Matt and Mara is, effectively, about Matt and Mara spending time: they hang out at shops and parties, and eventually end up taking a road trip to an out-of-town conference when Samir can no longer join. Tensions rise, but never to the boiling point. Instead the film abstracts their relationship in the most fascinating of ways. Rather than tease the impossibility of it all, what comes to the forefront is the impossibility of even imagining it. 

Radwanski hones his intuitive directorial skills into crafting a narrative out of these paradoxes of intimacy that bind the two. What grounds the abstraction is the chemistry Campbell and Johnson share, and the safety they are both equally unwilling to abandon. Matt acts, Mara reacts; to a certain extent, he “activates” her in a way her roles of a tutor, wife, and mother cannot. In a string of minor events highlighting their compatibility and clashes, it becomes less about the “will-they-won’t-they” than about exploring the boundaries of oneself in a controlled environment. Not exactly an experiment, but certainly a testing ground.

A woman shielded from her own desires, Mara is much more reflective when it comes to those of others. Perhaps being a writer in the confines of an academic tutor has taught her to observe the world and people in ways that transpose her introspection onto them, creating a gap between her and herself in the process. In that very gap, only an actor as intuitive as Campbell can locate a desire Mara herself doesn’t dare touch without having to articulate it in too-palpable ways. In a sequence where Mara shares the kind of character she wants to write––someone who doesn’t know themselves and fears a sudden collision with that knowledge––it’s her own predicament she names. But Campbell is light as a feather, her face sheer with excitement for exploring a character while Mara attempts to think of herself as exactly that: a character. There are roundabout ways to know oneself: by talking, through others, using mirrors, or in conversations with another as if they were a mirror. 

That’s exactly what Campbell and Johnson manage in the film’s concise runtime, bringing these people to life together. Each scene they share relies on both interventions and responses. The result is a captivating watch, making their relationship stretch like an elastic band as they laugh, argue, or banter. Rendering an immaterial push-and-pull the most tangible thing in a film deserves high praise.

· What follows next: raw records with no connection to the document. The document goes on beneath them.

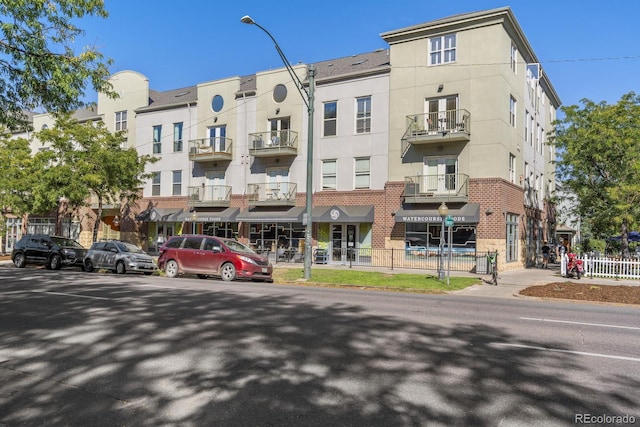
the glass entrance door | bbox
[330,224,358,263]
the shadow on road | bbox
[0,268,637,426]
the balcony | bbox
[187,185,232,208]
[404,173,469,203]
[248,130,298,157]
[247,182,297,206]
[188,138,233,162]
[401,110,470,156]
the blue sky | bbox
[77,0,639,108]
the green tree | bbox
[35,114,158,242]
[551,92,640,258]
[0,0,114,130]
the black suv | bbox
[12,235,88,270]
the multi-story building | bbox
[8,7,560,270]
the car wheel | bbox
[49,254,62,270]
[197,274,208,279]
[165,260,179,278]
[13,253,26,268]
[143,272,153,276]
[220,262,236,282]
[116,261,126,275]
[85,259,95,272]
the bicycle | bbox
[487,250,498,286]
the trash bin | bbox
[314,249,328,264]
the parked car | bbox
[12,234,87,270]
[84,240,156,275]
[158,235,273,282]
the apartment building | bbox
[7,7,560,269]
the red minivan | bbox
[158,235,273,282]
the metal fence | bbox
[562,254,640,280]
[271,247,487,273]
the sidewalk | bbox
[278,262,640,299]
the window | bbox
[356,96,371,134]
[322,160,336,190]
[208,125,227,151]
[115,111,127,131]
[537,125,543,153]
[510,43,517,73]
[524,110,530,143]
[354,157,370,189]
[153,125,162,154]
[509,154,516,183]
[173,122,183,152]
[506,213,519,262]
[429,34,456,65]
[323,101,337,137]
[172,170,182,196]
[509,96,517,127]
[152,172,160,196]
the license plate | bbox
[262,268,268,273]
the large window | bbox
[510,96,517,127]
[354,157,370,189]
[355,96,371,134]
[153,125,162,154]
[115,111,127,131]
[323,101,337,137]
[506,213,519,262]
[173,122,183,152]
[510,43,517,73]
[152,172,161,196]
[525,110,530,143]
[429,34,456,65]
[172,170,182,196]
[322,160,336,190]
[509,153,517,183]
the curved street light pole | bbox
[241,15,315,280]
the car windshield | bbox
[115,242,146,254]
[224,239,257,255]
[50,236,84,248]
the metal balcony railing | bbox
[404,173,469,203]
[187,185,232,207]
[401,109,470,156]
[248,130,298,157]
[247,182,297,205]
[188,138,233,162]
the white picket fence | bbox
[561,254,640,280]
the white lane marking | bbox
[33,291,109,300]
[520,317,640,331]
[491,342,640,362]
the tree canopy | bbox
[552,92,640,257]
[34,114,158,242]
[0,0,113,131]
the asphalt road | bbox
[0,267,638,426]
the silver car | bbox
[84,240,156,275]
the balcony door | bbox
[423,156,457,194]
[207,125,226,151]
[268,117,290,146]
[205,171,226,201]
[426,96,458,132]
[267,167,289,200]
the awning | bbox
[136,207,184,222]
[312,205,374,223]
[177,207,239,223]
[236,206,305,223]
[395,203,480,223]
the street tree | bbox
[0,0,114,130]
[551,92,640,258]
[35,114,158,242]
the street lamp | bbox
[241,15,315,280]
[438,202,448,280]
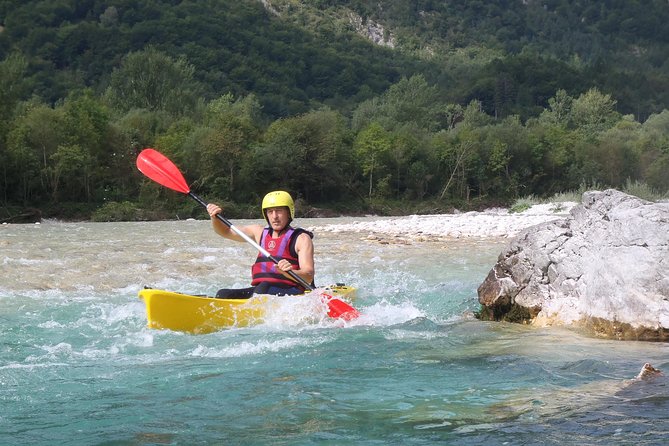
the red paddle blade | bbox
[136,148,191,194]
[326,296,361,321]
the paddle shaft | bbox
[187,192,315,292]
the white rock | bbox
[477,190,669,340]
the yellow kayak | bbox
[138,285,357,334]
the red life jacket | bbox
[251,227,313,290]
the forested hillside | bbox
[271,0,669,120]
[0,0,668,221]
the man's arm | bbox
[206,203,263,243]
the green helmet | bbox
[261,191,294,223]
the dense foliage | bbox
[0,0,668,220]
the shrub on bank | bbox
[92,201,142,222]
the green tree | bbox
[433,126,478,201]
[486,140,512,194]
[60,91,114,201]
[483,115,533,198]
[461,99,493,128]
[440,103,465,130]
[114,109,174,152]
[351,75,442,132]
[0,53,29,203]
[381,74,442,130]
[593,117,642,187]
[638,110,669,191]
[570,88,620,133]
[350,96,381,132]
[5,92,115,203]
[5,129,41,203]
[105,47,200,116]
[354,122,392,198]
[49,143,91,201]
[200,93,263,199]
[525,119,579,194]
[388,124,428,199]
[407,159,431,200]
[251,108,353,202]
[0,53,28,136]
[540,89,573,126]
[16,104,64,200]
[153,118,199,175]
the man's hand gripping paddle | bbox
[136,148,360,321]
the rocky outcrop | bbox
[477,189,669,341]
[347,13,396,48]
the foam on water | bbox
[357,299,427,326]
[189,336,330,358]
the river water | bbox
[1,219,668,445]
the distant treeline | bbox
[1,47,667,220]
[1,1,668,219]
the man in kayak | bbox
[206,191,315,298]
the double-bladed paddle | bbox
[136,148,360,320]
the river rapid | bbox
[1,218,668,445]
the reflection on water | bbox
[1,219,668,445]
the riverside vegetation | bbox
[0,0,668,222]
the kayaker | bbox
[206,191,315,298]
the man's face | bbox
[265,206,290,231]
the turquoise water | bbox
[1,219,668,445]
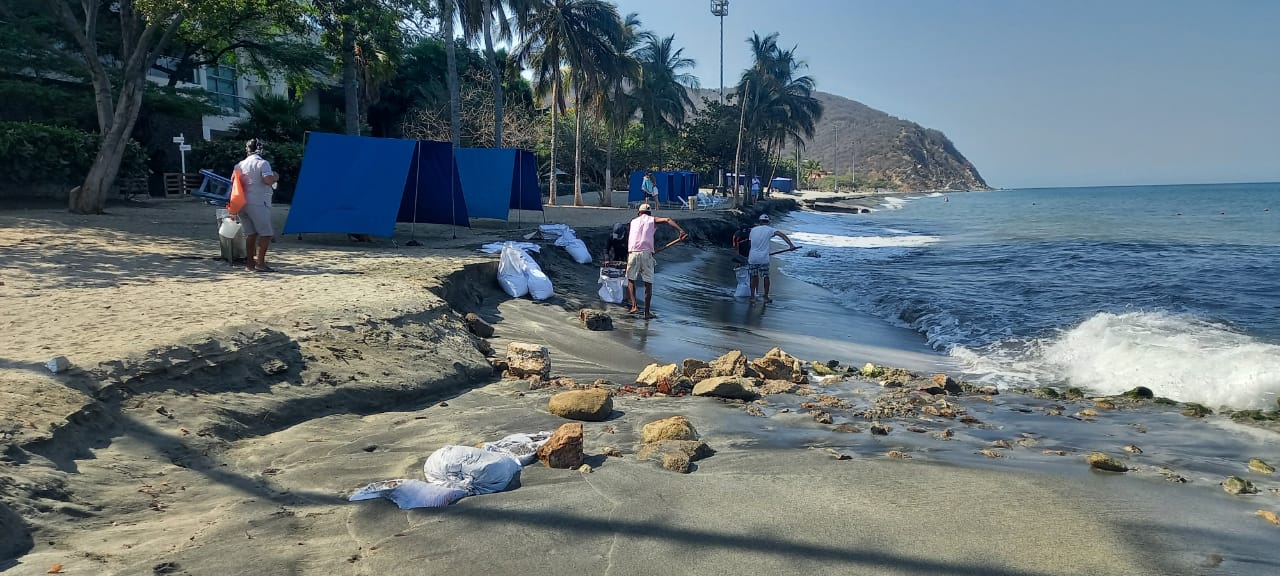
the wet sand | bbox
[3,198,1279,575]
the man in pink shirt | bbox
[626,203,687,319]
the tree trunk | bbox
[573,79,583,206]
[71,76,146,213]
[602,131,614,207]
[548,82,558,206]
[341,19,359,135]
[481,0,503,148]
[444,16,461,147]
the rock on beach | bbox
[547,389,613,422]
[505,342,550,379]
[641,416,698,443]
[1087,452,1128,472]
[537,423,584,469]
[692,376,758,399]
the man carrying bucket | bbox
[233,139,279,272]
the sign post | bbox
[173,134,191,194]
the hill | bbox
[693,88,990,192]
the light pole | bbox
[710,0,728,103]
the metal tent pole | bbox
[404,142,424,245]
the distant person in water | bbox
[625,203,687,319]
[747,214,797,303]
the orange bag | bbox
[228,167,247,215]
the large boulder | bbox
[578,309,613,331]
[692,376,758,400]
[708,350,749,377]
[505,342,550,379]
[537,423,584,469]
[548,389,613,421]
[636,363,680,386]
[750,356,802,383]
[753,347,805,383]
[641,416,699,443]
[464,313,495,338]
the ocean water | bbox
[775,182,1280,409]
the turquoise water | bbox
[776,182,1280,409]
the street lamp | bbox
[710,0,728,103]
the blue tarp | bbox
[771,177,794,192]
[628,171,647,203]
[455,148,516,220]
[398,140,469,227]
[511,149,542,212]
[629,170,699,203]
[454,148,544,220]
[284,133,417,237]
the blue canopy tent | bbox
[284,133,468,238]
[629,170,699,205]
[770,177,794,193]
[454,148,544,221]
[398,139,469,231]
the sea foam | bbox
[786,231,940,249]
[954,311,1280,410]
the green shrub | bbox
[0,121,147,192]
[0,79,94,128]
[190,138,304,203]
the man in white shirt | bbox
[235,139,280,272]
[746,213,797,303]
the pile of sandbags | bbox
[497,242,554,300]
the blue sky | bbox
[608,0,1280,188]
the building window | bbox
[206,64,240,114]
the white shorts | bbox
[239,204,274,237]
[626,251,655,283]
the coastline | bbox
[2,198,1277,575]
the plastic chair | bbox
[193,169,231,206]
[677,196,693,210]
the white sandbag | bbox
[520,251,554,300]
[564,239,592,264]
[349,478,467,509]
[526,267,554,300]
[598,267,627,304]
[539,223,570,240]
[733,266,752,298]
[497,243,530,298]
[423,445,522,495]
[480,431,553,466]
[480,241,540,254]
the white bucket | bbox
[218,217,241,239]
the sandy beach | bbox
[3,195,1278,575]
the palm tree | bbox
[594,12,647,205]
[513,0,622,206]
[737,32,822,202]
[454,0,529,148]
[632,34,699,138]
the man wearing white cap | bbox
[626,203,687,319]
[747,213,796,303]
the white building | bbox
[146,58,318,141]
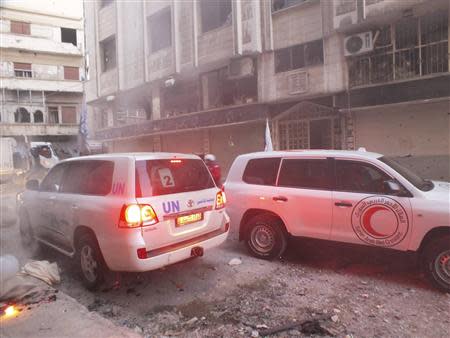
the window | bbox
[14,107,30,123]
[48,107,59,124]
[278,159,331,190]
[100,0,114,8]
[40,164,66,192]
[10,21,30,35]
[335,160,391,194]
[61,106,77,124]
[100,37,116,72]
[14,63,32,78]
[60,161,114,195]
[272,0,307,12]
[61,27,77,46]
[64,66,79,80]
[243,158,281,186]
[148,8,172,53]
[34,110,43,123]
[279,118,334,150]
[200,0,232,33]
[275,40,324,73]
[349,11,448,87]
[135,159,215,197]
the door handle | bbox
[273,196,288,202]
[335,201,353,207]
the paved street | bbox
[2,216,449,337]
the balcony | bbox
[1,33,82,56]
[0,123,79,136]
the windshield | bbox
[135,159,215,197]
[379,156,433,192]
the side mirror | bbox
[383,179,404,196]
[25,179,39,191]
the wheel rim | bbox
[80,245,98,283]
[250,224,276,254]
[434,250,450,285]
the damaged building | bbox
[84,0,449,179]
[0,2,84,158]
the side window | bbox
[40,164,66,192]
[278,159,331,190]
[243,158,281,186]
[60,161,114,195]
[335,160,391,194]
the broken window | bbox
[349,11,448,87]
[48,106,59,124]
[335,0,356,16]
[64,66,79,80]
[14,107,30,123]
[272,0,307,12]
[200,0,232,33]
[14,63,32,78]
[34,110,44,123]
[275,40,324,73]
[162,80,200,118]
[148,7,172,53]
[61,106,77,124]
[10,21,30,35]
[61,27,77,46]
[201,66,257,110]
[100,36,116,72]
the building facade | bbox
[84,0,449,179]
[0,1,84,157]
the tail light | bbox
[215,191,226,210]
[119,204,158,228]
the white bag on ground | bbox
[21,261,60,285]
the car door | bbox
[273,158,333,240]
[33,162,67,242]
[331,159,413,250]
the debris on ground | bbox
[258,315,332,336]
[21,261,60,285]
[228,258,242,266]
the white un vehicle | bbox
[225,150,450,292]
[18,153,229,289]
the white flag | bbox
[264,118,273,152]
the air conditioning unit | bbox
[344,31,373,56]
[228,57,254,79]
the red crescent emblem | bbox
[362,206,390,237]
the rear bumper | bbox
[102,225,229,272]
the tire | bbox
[76,233,106,290]
[245,214,287,260]
[19,212,41,257]
[422,235,450,293]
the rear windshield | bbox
[135,159,215,197]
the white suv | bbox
[18,153,229,289]
[225,150,450,291]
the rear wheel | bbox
[422,235,450,293]
[19,212,41,257]
[245,214,287,260]
[77,233,106,290]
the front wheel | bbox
[422,235,450,293]
[77,233,106,290]
[245,214,287,260]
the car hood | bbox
[422,181,450,201]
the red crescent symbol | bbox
[362,206,391,237]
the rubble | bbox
[228,258,242,266]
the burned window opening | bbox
[201,67,257,110]
[61,27,77,46]
[100,0,114,9]
[275,40,324,73]
[200,0,232,33]
[148,7,172,53]
[100,36,116,72]
[162,81,201,118]
[349,11,448,87]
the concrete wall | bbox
[198,25,234,66]
[98,3,116,41]
[353,100,450,180]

Of course, such a sustained effect cannot rely solely on direction and performances; Radwanski’s regulars Nikolay Michaylov (cinematographer) and Ajla Odobašić (editor) temper the visuals to a less-invasive degree, making sure the camera has a calmer presence than it did in Tower or Anne, to give way to these emotional tensions between the players without relying on the privileges that subjective shaky shots can afford. Alternating between long takes and abrupt cuts also conditions a way of sculpting flows of energy between characters into tactile, solid bonds.

With all this at play, Matt and Mara conjures a very particular kind of magic: that of an emotional journey which is shared but never properly enunciated. In order to make this happen, Johnson and Campbell have to create a world that is simultaneously full of words––fitting for two people who live and breathe prose––and devoid of them. Thus Matt and Mara don’t get to enjoy a full-bodied narrative as a couple, but as a conjoined phrase. Matt and Mara will coexist in the scribbles of a crunched receipt from the dry cleaners, belonging together, literally and metaphorically, only tucked away between the pages of a book, safe and sound. 

Matt and Mara premiered at the 2024 Berlinale.